No es la ley, sino el Evangelio lo que salva al alma arrepentida, y no es la servidumbre legal, sino la libertad del Evangelio la que puede restaurar al creyente desalentado. No son los temores serviles los que hacen volver al que se apartó de Dios, sino la dulce invitación de amor que lo atrae hacia el seno de Jesús.
¿Tienes esta mañana sed del Dios vivo, y te sientes desdichado por no poder hallarlo para deleite de tu corazón? ¿Has perdido el gozo de la fe y oras diciendo: «Vuélveme el gozo de tu salud»? ¿Te sientes estéril como tierra seca? ¿No rindes a Dios los frutos que Él tiene derecho a esperar de ti? ¿Sientes que no eres ni en la iglesia ni en el mundo tan útil como debieras ser?
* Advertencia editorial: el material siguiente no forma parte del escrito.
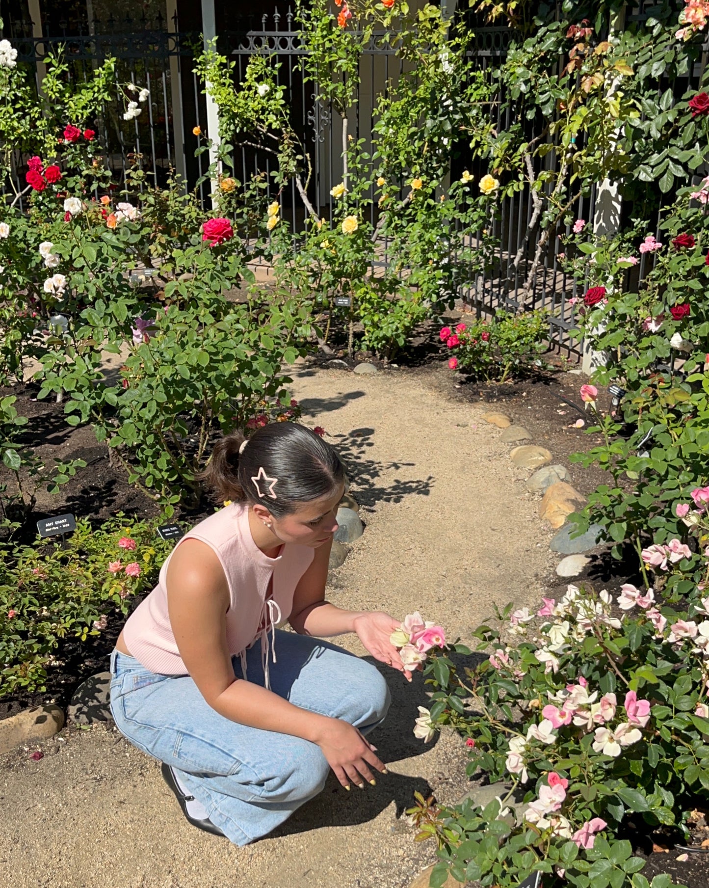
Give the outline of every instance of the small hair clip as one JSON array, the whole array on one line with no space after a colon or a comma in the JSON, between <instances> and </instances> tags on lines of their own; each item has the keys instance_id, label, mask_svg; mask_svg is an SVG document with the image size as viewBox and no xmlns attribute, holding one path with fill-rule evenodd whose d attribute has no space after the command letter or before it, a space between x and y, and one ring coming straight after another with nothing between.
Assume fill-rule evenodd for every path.
<instances>
[{"instance_id":1,"label":"small hair clip","mask_svg":"<svg viewBox=\"0 0 709 888\"><path fill-rule=\"evenodd\" d=\"M266 474L266 470L262 465L258 470L257 475L252 475L251 480L254 482L254 487L256 488L256 493L259 497L263 499L264 496L270 496L272 499L277 499L276 495L273 493L273 488L278 484L278 478L269 478ZM264 484L268 486L268 492L263 493L261 488L258 486L259 481L263 481Z\"/></svg>"}]
</instances>

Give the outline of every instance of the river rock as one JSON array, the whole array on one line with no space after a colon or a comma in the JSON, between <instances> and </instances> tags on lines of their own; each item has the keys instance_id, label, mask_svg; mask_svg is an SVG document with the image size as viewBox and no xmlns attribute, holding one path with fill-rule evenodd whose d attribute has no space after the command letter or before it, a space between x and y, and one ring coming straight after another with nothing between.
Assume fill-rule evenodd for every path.
<instances>
[{"instance_id":1,"label":"river rock","mask_svg":"<svg viewBox=\"0 0 709 888\"><path fill-rule=\"evenodd\" d=\"M504 413L486 413L483 416L483 419L492 425L496 425L499 429L506 429L508 425L512 424L512 420L509 416L506 416Z\"/></svg>"},{"instance_id":2,"label":"river rock","mask_svg":"<svg viewBox=\"0 0 709 888\"><path fill-rule=\"evenodd\" d=\"M113 721L108 705L111 695L111 673L98 672L82 682L74 692L67 709L70 722L75 725L93 725Z\"/></svg>"},{"instance_id":3,"label":"river rock","mask_svg":"<svg viewBox=\"0 0 709 888\"><path fill-rule=\"evenodd\" d=\"M335 538L338 543L353 543L364 533L359 516L346 506L337 510L337 523L340 527L335 532Z\"/></svg>"},{"instance_id":4,"label":"river rock","mask_svg":"<svg viewBox=\"0 0 709 888\"><path fill-rule=\"evenodd\" d=\"M337 540L333 540L333 547L330 550L330 560L327 565L327 570L337 570L338 567L342 567L344 564L344 559L350 554L350 550L347 546L343 545L342 543L338 543Z\"/></svg>"},{"instance_id":5,"label":"river rock","mask_svg":"<svg viewBox=\"0 0 709 888\"><path fill-rule=\"evenodd\" d=\"M366 361L365 361L362 364L358 364L357 367L355 367L354 369L354 372L361 373L368 377L371 376L373 373L377 373L378 371L374 364L368 364Z\"/></svg>"},{"instance_id":6,"label":"river rock","mask_svg":"<svg viewBox=\"0 0 709 888\"><path fill-rule=\"evenodd\" d=\"M564 524L552 537L549 549L560 555L576 555L580 552L587 552L601 544L600 542L596 542L603 531L600 525L592 524L585 534L581 534L575 539L571 538L572 530L576 530L575 524Z\"/></svg>"},{"instance_id":7,"label":"river rock","mask_svg":"<svg viewBox=\"0 0 709 888\"><path fill-rule=\"evenodd\" d=\"M567 515L586 505L586 498L566 481L557 481L547 488L540 505L540 518L557 530Z\"/></svg>"},{"instance_id":8,"label":"river rock","mask_svg":"<svg viewBox=\"0 0 709 888\"><path fill-rule=\"evenodd\" d=\"M559 576L564 577L578 576L583 573L584 567L590 560L586 555L581 555L580 553L578 555L567 555L565 559L562 559L556 565L556 574Z\"/></svg>"},{"instance_id":9,"label":"river rock","mask_svg":"<svg viewBox=\"0 0 709 888\"><path fill-rule=\"evenodd\" d=\"M455 804L462 805L469 798L473 805L478 805L481 808L484 809L486 805L493 802L496 798L504 798L509 792L509 789L510 787L501 781L499 783L490 783L489 786L474 786L468 792L463 793ZM505 802L505 807L509 808L512 812L516 825L522 822L522 813L526 808L526 805L524 805L522 801L524 797L524 790L518 788ZM505 819L507 820L507 818ZM512 818L510 817L511 820Z\"/></svg>"},{"instance_id":10,"label":"river rock","mask_svg":"<svg viewBox=\"0 0 709 888\"><path fill-rule=\"evenodd\" d=\"M339 507L351 509L352 511L359 511L359 503L351 494L344 494L340 500Z\"/></svg>"},{"instance_id":11,"label":"river rock","mask_svg":"<svg viewBox=\"0 0 709 888\"><path fill-rule=\"evenodd\" d=\"M532 435L524 425L509 425L508 428L502 430L502 434L500 436L500 440L505 441L505 443L525 441L531 438Z\"/></svg>"},{"instance_id":12,"label":"river rock","mask_svg":"<svg viewBox=\"0 0 709 888\"><path fill-rule=\"evenodd\" d=\"M537 444L523 444L509 453L509 458L518 469L539 469L551 462L551 454L546 447Z\"/></svg>"},{"instance_id":13,"label":"river rock","mask_svg":"<svg viewBox=\"0 0 709 888\"><path fill-rule=\"evenodd\" d=\"M423 872L419 873L416 878L411 883L409 888L429 888L430 884L430 874L433 872L434 864L426 867ZM453 876L448 876L443 884L443 888L461 888L461 883L457 882Z\"/></svg>"},{"instance_id":14,"label":"river rock","mask_svg":"<svg viewBox=\"0 0 709 888\"><path fill-rule=\"evenodd\" d=\"M571 475L563 465L544 465L537 469L527 481L527 490L543 494L557 481L568 481Z\"/></svg>"},{"instance_id":15,"label":"river rock","mask_svg":"<svg viewBox=\"0 0 709 888\"><path fill-rule=\"evenodd\" d=\"M30 740L47 740L64 727L64 710L53 703L33 706L0 721L0 753Z\"/></svg>"}]
</instances>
Entonces aquí está la promesa que necesitas: «Yo derramaré agua sobre el sequedal». Recibirás la gracia que tanto buscas, y la tendrás al alcance de tus necesidades.
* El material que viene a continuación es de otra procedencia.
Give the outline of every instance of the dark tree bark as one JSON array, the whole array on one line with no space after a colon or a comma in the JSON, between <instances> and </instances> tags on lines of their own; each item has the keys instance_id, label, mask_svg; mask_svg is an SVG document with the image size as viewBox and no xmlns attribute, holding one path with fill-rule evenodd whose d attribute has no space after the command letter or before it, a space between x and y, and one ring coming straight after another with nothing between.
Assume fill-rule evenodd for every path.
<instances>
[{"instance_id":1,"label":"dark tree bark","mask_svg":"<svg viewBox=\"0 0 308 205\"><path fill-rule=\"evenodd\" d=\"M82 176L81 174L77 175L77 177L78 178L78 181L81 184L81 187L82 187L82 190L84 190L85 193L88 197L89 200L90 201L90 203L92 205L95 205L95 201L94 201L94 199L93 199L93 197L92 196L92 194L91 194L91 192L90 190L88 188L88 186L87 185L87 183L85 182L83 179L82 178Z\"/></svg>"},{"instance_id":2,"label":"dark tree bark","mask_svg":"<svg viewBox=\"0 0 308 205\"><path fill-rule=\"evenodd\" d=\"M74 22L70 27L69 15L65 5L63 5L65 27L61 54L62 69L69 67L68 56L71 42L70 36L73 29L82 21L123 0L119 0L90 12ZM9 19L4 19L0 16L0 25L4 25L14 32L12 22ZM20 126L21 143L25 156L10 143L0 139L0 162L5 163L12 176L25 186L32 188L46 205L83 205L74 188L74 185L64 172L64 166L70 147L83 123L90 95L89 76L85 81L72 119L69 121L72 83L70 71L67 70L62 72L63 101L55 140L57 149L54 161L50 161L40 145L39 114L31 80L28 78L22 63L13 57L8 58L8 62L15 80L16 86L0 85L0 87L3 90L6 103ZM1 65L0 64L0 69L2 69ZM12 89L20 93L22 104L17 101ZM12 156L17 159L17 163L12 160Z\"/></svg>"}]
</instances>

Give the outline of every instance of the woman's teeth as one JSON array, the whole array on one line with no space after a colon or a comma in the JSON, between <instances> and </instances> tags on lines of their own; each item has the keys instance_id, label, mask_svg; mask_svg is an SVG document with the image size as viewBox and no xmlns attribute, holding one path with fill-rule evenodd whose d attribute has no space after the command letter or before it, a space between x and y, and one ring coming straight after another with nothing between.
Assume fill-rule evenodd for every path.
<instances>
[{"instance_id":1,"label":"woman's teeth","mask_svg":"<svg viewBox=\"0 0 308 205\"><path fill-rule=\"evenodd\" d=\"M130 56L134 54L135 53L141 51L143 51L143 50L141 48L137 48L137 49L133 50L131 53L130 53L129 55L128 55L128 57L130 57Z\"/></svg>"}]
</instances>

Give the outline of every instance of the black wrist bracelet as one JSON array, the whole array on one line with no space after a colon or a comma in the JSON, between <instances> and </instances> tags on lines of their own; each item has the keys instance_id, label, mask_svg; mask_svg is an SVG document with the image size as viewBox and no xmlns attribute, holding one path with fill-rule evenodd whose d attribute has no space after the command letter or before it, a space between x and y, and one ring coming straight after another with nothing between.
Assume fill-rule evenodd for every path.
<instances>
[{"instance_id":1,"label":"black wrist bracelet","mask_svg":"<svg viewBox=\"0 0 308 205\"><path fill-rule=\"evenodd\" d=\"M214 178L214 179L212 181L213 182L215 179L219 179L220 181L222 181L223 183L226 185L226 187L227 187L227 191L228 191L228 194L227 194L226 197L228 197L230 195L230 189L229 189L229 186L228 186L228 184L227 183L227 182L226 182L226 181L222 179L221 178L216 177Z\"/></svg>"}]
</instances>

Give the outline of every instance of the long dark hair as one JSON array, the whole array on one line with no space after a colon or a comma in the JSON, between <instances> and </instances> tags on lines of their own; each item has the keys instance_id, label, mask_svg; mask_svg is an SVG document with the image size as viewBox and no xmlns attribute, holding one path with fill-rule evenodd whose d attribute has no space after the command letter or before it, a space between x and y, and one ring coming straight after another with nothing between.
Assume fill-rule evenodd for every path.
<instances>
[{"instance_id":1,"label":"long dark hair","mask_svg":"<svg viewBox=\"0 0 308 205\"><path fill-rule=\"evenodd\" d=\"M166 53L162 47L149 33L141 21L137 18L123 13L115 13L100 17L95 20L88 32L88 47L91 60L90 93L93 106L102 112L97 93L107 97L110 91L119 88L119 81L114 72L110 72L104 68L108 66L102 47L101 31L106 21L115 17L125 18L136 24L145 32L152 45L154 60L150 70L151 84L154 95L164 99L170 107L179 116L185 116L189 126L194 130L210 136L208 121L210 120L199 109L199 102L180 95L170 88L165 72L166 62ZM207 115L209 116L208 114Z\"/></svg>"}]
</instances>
El agua refrigera al sediento; tú, pues, serás refrigerado y tus deseos serán satisfechos. El agua aviva la adormecida vida vegetal; tu vida será vivificada con nueva gracia. El agua hincha los brotes y madura los frutos; tú también tendrás la gracia que hace fructificar, y serás fructífero en los caminos del Señor. Cualquiera de las buenas cualidades de la gracia divina la gozarás plenamente. Recibirás en abundancia toda riqueza de la divina gracia; estarás como empapado en ellas. Y como las praderas a veces se inundan por el desbordamiento de los ríos, y los campos se convierten en lagunas, así serás tú.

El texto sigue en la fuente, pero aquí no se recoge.